Desde el interior, Manuela lo había visto alejarse. Sostenía una copa de vino en la mano, pero no había bebido ni un sorbo. La vista se le perdía en la puerta del jardín, aunque sus labios sostenían una sonrisa ensayada. Lautaro, a su lado, hablaba animadamente con un grupo de amigos de Fran. Ella asentía, reía en los momentos justos. Pero por dentro, todo era vértigo.
Miguel.
Había sido demasiado. Demasiado todo: la casa de Sofía, el reencuentro, los silencios que gritaban, las miradas que quemaban. Había ensayado frases, respuestas, había entrenado su templanza frente al espejo. Pero entonces él la miró. Y en esa mirada había pasado, presente y futuro mezclados en un solo instante que dolía. Había amor. Todavía. A pesar de todo.
Y cómo dolía.
Ese fuego no se había apagado. Había estado dormido, apenas contenido, y ahora volvía a arrasar con todo lo que ella había reconstruido.

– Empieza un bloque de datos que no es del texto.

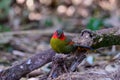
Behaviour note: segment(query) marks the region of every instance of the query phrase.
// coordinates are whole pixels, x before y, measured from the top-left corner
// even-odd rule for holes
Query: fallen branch
[[[25,60],[24,62],[0,72],[0,80],[19,80],[22,76],[51,62],[55,52],[51,49]]]

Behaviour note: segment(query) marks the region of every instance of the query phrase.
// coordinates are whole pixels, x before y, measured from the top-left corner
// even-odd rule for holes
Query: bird
[[[79,52],[81,52],[92,49],[91,47],[88,46],[75,45],[74,41],[72,41],[70,38],[64,35],[62,29],[58,29],[53,33],[50,39],[50,45],[54,51],[63,54],[73,53],[76,50],[79,50]]]
[[[91,50],[92,48],[89,46],[84,46],[84,45],[76,45],[74,41],[72,41],[72,39],[70,39],[68,36],[64,35],[64,32],[62,29],[58,29],[56,30],[51,39],[50,39],[50,45],[51,48],[57,52],[57,53],[61,53],[61,54],[68,54],[66,57],[69,57],[71,55],[71,53],[75,53],[75,52],[86,52],[88,50]],[[75,53],[76,55],[76,53]],[[60,57],[59,55],[56,55],[56,58]],[[65,58],[60,58],[60,61],[56,58],[53,58],[53,63],[56,63],[56,67],[53,67],[50,76],[55,77],[56,73],[54,73],[55,69],[57,68],[58,64],[61,63],[63,65],[63,69],[65,70],[65,72],[68,71],[75,71],[77,65],[79,64],[79,55],[75,56],[75,61],[73,60],[73,64],[71,65],[70,69],[68,70],[66,67],[66,64],[64,64],[64,59]],[[61,61],[62,60],[62,61]]]

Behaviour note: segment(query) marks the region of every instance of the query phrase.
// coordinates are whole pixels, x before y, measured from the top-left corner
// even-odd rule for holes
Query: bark
[[[120,27],[99,30],[96,31],[95,34],[96,37],[91,45],[95,49],[112,45],[120,45]]]
[[[84,32],[85,31],[85,32]],[[102,29],[95,32],[83,30],[84,34],[77,34],[73,38],[76,44],[91,46],[93,49],[120,45],[120,27]]]
[[[19,80],[22,76],[51,62],[55,52],[51,49],[40,52],[22,63],[0,72],[0,80]]]

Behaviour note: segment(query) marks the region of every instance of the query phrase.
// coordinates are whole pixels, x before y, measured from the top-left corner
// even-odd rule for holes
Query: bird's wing
[[[73,42],[70,38],[68,38],[68,37],[66,37],[65,42],[66,42],[67,45],[74,43],[74,42]]]

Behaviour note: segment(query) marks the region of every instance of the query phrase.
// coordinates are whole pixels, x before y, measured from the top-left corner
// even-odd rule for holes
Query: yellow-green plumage
[[[61,29],[56,30],[50,40],[50,45],[57,53],[69,54],[75,51],[72,40],[66,37]]]
[[[59,38],[51,38],[50,45],[58,53],[67,54],[75,50],[75,47],[69,44],[69,41],[60,40]]]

La cena avanzaba entre platos calientes, brindis forzados y risas de fondo. Miguel regresó al comedor justo cuando servían el postre. Se sentó junto a Camila, pero no estaba allí, no realmente. Tomó la copa con torpeza, distraído, casi como si necesitara anclarse en algo tangible mientras su mente se deshacía en pensamientos sobre Manuela.
Estaba por llenarla cuando la voz clara y dulce de Camila interrumpió el murmullo general:
—Perdón —dijo, poniéndose de pie—. ¿Puedo decir algo?
El salón quedó en silencio. Todos giraron hacia ella, sonrientes, atentos. Miguel levantó la mirada, desconcertado. Algo en el tono de su voz le dio escalofríos, un presentimiento que le apretó el pecho.
—Quiero compartir una noticia muy especial —dijo Camila, llevándose una mano al vientre con ternura.
Miguel frunció el ceño, tardando un segundo más que el resto en comprender.
—Estoy embarazada. ¡Vamos a ser padres!
El murmullo de sorpresa fue inmediato. Algunos aplaudieron, otros exclamaron de alegría. Miguel se quedó quieto, inmóvil. El vaso tembló en sus manos antes de que lo dejara sobre la mesa, como si soltara algo que pesaba demasiado. Su corazón se quebraba en silencio, cada latido un recordatorio de lo que jamás podría reemplazar.
Manuela lo miró desde el otro extremo de la mesa. Y en ese cruce mudo algo se rompió. No hubo palabras, no hubo gritos, solo ojos que se encontraron al borde del abismo. El corazón de ella, que le latía con fuerza solo unos segundos antes, se detuvo de golpe. Fue como si el mundo se apagara, como si un balde de agua helada hubiera caído sobre la llama que recién empezaba a encenderse.
Sintió que se le entumecían las manos, los pies, la garganta. Tragó saliva con dificultad, como si algo se negara a pasar. Había deseado no sentir nada. Había rogado por dentro poder resistir. Pero ahora lo entendía con brutal claridad: nunca había dejado de amarlo. Y ahora… lo perdía otra vez. Más cruelmente que antes.
Porque esta vez no era una pelea, ni la distancia. Era definitivo.
Se obligó a sonreír. A brindar. A mirar a Lautaro y asentir como si todo estuviera bien. Como si no se le estuviera cayendo el alma en pedazos. Fingió estar bien mientras por dentro el silencio le gritaba verdades que no quería escuchar.
Miguel reaccionó tarde. Tarde para frenarla, tarde para responder a los aplausos, tarde para entender lo que pasaba. No supo qué hacer cuando Camila lo abrazó con dulzura, ilusionada, como si lo que acababa de anunciar fuera un sueño compartido. Pero no lo era. No cuando su corazón latía del otro lado de la mesa. No cuando sentía que le acababan de arrancar algo que nunca dejó de pertenecerle.
Y ahí, entre brindis, promesas ajenas y sonrisas forzadas, supo la verdad más brutal: volver a verla lo había hecho sentir completo otra vez. Y ahora… se rompía desde adentro. Porque la perdía para siempre.
Manuela salió al patio cuando nadie la miraba. Necesitaba aire. Respirar. Sobrevivir. Se apoyó contra la baranda de piedra y cerró los ojos. El aire de la noche le quemaba los pulmones. Lloró. En silencio. Como se llora lo que no puede nombrarse.